Ok, este dia não está a acontecer. É demasiado real para que possa ter realmente acontecido. Não tem cientistas de bata branca e olhar esgazeado nem adolescentes determinados em dar a volta ao curso do tempo e mudar o fim da história que, invariavelmente, acaba com todos felizes para todo o sempre. Mas a verdade é que o dia 21 de outubro de 2015, essa data que os autores de Regresso ao Futuro II acharam que era tão à frente, deixou mesmo de estar à… frente. Tornou-se presente. E será remetida para o passado dentro de horas. Crianças e adolescentes de outrora: Quem vos disse que as proezas de Marty McFly com as suas sapatilhas “so eighties” se prolongariam para lá das salas dos cinemas?
Quem viveu nessa década mítica que é também a do início das cassetes de vídeo, dos computadores pessoais e da TV a cores, sabe do que aqui se fala. E ainda se lembra do tempo em que, à maneira de um heterónimo de Fernando Pessoa, se tinha saudades do futuro; do tempo em que um clique inesperado num botão de aspeto curioso resolvia os problemazinhos da vidinha, derrotava exércitos inteiros de regimes totalitários e extinguia uma qualquer ameaça de extermínio da humanidade; do tempo em que havia quem escrevesse guiões de filme que davam vida e personalidade a um computador depois de um refrigerante ser derramado sobre o teclado (Electric Dreams, de 1984, com o título Amor é Música, em português); do tempo em que se pôde suspirar de alívio por descobrir que, afinal, é possível viver no ano de 1984, e não ser subjugado por nenhum Big Brother (muito antes da Internet, dos cookies, dos vírus, da Internet das coisas, da ciberespionagem, dos drones ou da videovigilância, já George Orwell tinha arriscado uma data ficcionada que pôde ser confirmada pela realidade).

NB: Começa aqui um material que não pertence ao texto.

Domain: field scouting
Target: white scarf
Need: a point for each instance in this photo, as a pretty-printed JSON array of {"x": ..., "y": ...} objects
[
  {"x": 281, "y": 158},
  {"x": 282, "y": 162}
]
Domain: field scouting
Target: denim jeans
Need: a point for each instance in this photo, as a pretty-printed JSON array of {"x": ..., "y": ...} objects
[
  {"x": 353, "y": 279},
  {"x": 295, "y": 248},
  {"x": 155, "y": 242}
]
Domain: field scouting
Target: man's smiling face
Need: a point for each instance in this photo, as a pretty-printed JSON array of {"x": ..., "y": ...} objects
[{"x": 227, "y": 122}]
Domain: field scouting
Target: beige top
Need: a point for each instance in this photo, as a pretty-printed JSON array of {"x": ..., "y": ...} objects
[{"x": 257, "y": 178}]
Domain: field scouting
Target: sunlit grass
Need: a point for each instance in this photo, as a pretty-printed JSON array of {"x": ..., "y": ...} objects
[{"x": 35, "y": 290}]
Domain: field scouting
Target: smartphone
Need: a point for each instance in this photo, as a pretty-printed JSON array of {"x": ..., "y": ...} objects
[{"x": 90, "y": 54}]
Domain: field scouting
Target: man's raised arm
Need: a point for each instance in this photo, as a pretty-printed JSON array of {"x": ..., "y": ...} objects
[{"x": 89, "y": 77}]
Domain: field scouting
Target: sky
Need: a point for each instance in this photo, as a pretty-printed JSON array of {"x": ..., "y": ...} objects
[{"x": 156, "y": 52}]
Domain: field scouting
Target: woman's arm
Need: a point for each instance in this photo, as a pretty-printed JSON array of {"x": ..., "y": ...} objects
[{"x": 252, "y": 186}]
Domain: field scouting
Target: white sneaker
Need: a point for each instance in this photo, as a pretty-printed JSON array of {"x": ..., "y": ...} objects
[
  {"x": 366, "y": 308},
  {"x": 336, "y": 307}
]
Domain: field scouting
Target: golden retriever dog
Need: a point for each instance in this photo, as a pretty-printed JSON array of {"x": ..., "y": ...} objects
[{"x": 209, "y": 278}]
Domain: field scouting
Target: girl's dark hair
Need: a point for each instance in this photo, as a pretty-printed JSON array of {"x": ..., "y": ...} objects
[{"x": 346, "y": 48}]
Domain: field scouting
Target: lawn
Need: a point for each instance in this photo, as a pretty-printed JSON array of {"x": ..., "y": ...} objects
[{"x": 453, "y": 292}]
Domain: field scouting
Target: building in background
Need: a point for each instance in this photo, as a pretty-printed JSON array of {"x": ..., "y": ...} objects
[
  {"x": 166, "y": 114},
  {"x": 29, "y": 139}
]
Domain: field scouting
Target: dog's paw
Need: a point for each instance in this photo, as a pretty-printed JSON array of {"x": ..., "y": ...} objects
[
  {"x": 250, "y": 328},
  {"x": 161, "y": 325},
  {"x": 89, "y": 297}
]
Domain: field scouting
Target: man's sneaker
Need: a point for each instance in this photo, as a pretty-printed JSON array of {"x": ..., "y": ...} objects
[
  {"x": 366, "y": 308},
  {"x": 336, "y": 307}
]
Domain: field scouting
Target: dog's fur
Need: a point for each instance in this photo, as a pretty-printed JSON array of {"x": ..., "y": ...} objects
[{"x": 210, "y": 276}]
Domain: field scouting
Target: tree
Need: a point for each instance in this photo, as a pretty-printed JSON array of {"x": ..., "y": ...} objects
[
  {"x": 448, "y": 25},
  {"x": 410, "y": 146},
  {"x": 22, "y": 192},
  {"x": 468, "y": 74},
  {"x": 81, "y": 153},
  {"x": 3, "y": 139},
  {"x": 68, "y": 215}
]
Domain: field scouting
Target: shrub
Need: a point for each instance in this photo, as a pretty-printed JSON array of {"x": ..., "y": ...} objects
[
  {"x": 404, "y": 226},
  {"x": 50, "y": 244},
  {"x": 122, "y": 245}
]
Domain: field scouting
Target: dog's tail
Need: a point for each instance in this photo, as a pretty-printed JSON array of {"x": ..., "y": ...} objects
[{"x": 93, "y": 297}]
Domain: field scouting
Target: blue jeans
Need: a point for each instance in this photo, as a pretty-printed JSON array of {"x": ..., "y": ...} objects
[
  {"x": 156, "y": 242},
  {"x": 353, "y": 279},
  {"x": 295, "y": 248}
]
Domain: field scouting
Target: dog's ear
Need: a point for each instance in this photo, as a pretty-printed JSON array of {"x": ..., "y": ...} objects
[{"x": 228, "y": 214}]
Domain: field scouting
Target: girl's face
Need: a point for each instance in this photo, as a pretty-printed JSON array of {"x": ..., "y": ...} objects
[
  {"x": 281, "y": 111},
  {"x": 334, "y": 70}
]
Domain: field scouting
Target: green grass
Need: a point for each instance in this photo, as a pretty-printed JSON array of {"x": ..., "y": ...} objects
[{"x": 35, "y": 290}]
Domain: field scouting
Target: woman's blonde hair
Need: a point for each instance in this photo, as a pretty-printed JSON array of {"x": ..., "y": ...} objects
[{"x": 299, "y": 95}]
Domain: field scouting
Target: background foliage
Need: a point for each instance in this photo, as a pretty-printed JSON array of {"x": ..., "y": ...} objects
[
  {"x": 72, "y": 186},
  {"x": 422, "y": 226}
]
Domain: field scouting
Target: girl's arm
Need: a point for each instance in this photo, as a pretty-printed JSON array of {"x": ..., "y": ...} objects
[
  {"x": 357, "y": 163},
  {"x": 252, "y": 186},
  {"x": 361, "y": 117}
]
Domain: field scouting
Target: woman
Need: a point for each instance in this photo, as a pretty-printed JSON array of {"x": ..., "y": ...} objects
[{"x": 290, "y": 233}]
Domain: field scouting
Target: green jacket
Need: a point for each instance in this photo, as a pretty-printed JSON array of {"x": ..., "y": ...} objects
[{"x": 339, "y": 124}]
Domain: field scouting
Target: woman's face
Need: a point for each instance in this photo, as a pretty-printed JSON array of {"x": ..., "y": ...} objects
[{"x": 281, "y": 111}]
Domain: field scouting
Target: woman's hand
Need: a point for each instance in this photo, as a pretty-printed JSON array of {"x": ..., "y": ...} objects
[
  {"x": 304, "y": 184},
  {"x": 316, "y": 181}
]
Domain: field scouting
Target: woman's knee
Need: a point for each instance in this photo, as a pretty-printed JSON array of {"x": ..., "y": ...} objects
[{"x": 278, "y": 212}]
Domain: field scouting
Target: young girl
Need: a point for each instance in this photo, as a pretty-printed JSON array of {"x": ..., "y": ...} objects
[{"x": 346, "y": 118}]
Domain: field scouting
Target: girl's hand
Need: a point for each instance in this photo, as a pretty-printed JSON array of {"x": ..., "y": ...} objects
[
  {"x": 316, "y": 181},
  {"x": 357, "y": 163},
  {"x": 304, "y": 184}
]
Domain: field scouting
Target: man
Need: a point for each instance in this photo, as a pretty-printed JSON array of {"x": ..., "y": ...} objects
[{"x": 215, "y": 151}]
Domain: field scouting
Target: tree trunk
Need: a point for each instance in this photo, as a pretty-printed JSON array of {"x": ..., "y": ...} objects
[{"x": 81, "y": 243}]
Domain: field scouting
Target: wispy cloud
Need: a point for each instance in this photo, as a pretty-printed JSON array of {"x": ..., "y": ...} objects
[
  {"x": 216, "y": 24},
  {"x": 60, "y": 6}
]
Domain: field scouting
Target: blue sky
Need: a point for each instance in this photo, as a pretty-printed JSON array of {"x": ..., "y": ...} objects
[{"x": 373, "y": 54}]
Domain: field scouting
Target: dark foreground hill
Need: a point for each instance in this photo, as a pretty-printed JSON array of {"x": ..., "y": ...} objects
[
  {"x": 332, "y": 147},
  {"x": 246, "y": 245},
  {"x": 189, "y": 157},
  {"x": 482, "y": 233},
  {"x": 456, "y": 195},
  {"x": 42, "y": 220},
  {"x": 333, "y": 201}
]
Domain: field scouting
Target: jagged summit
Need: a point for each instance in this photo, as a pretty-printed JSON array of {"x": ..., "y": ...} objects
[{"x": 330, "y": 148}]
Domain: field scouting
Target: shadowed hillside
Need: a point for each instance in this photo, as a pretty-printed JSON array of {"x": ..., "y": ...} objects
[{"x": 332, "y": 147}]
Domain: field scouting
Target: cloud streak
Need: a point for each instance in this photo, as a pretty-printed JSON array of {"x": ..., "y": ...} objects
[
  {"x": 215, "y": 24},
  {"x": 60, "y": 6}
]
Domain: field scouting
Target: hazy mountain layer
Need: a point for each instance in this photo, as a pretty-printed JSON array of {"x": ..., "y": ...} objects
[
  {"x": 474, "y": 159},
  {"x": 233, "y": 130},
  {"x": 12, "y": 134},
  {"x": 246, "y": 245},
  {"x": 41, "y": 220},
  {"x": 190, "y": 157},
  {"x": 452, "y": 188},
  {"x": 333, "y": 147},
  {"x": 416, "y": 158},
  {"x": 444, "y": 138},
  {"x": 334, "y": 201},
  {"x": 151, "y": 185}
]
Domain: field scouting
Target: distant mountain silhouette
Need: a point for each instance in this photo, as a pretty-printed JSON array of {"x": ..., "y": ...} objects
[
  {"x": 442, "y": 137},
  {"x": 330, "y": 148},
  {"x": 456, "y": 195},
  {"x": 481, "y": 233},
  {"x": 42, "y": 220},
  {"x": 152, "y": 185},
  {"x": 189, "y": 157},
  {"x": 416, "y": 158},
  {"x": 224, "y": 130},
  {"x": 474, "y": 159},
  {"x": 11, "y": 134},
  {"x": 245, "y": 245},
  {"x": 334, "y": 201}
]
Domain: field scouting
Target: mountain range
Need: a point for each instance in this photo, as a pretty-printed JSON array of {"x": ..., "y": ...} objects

Esse tempo chegou hoje para todas as crianças e adolescentes que seguiram as peripécias de Marty McFly – e nas redes sociais não falta quem recorde a data ficcionada em grupos de Facebook, artigos de jornais que comparam as previsões dos guionistas com o que a ciência realmente descobriu, e até placares de informação de estações de comboios britânicas assinalam a data e lembram que não é permitido usar skates flutuantes (que por sinal até foram inventados entretanto) dentro das carruagens.
Pois o futuro chegou, estamos rodeados de máquinas que conhecem ao detalhe os hábitos e preferências de cada humano que usa um telemóvel e paga as contas com dinheiro virtual; há robôs de companhia para idosos e robôs que aspiram o chão e cruzam os céus; o software está em tudo o que fazemos – e está também naquilo que não queremos fazer; nalguns casos, é o software que garante que a vida prossegue ou que controla o desvio de dinheiro e emissões poluentes.
Se o cientista tresloucado Doc Brown voltasse à tela de um filme que máquina haveria de inventar para nos transportar no tempo?
Nem todas as previsões do Regresso ao Futuro II falharam, mas nenhuma delas poderá superar a fidedignidade do regresso ao passado que permite ao protagonista cumprir o seu destino no primeiro capítulo da série. É outra das quimeras da humanidade. À viagem no tempo em fast-forward haverá sempre quem prefira o fast-rewind. Todo o ser humano tem estes dois botões imaginários, que na realidade, não servem para nada. Nos dias que correm, um comum mortal que queira experimentar uma viagem no tempo terá de se contentar com a ilusão do fuso horário que permite ganhar 60 minutos quando passa de Badajoz para Elvas ou quando apanha um avião e consegue aterrar em Lisboa antes da hora a que descolou em Madrid. Não é propriamente uma viagem ao futuro – mas sempre dá a quem tiver engenho suficiente a magna possibilidade de viver dias de 25 horas.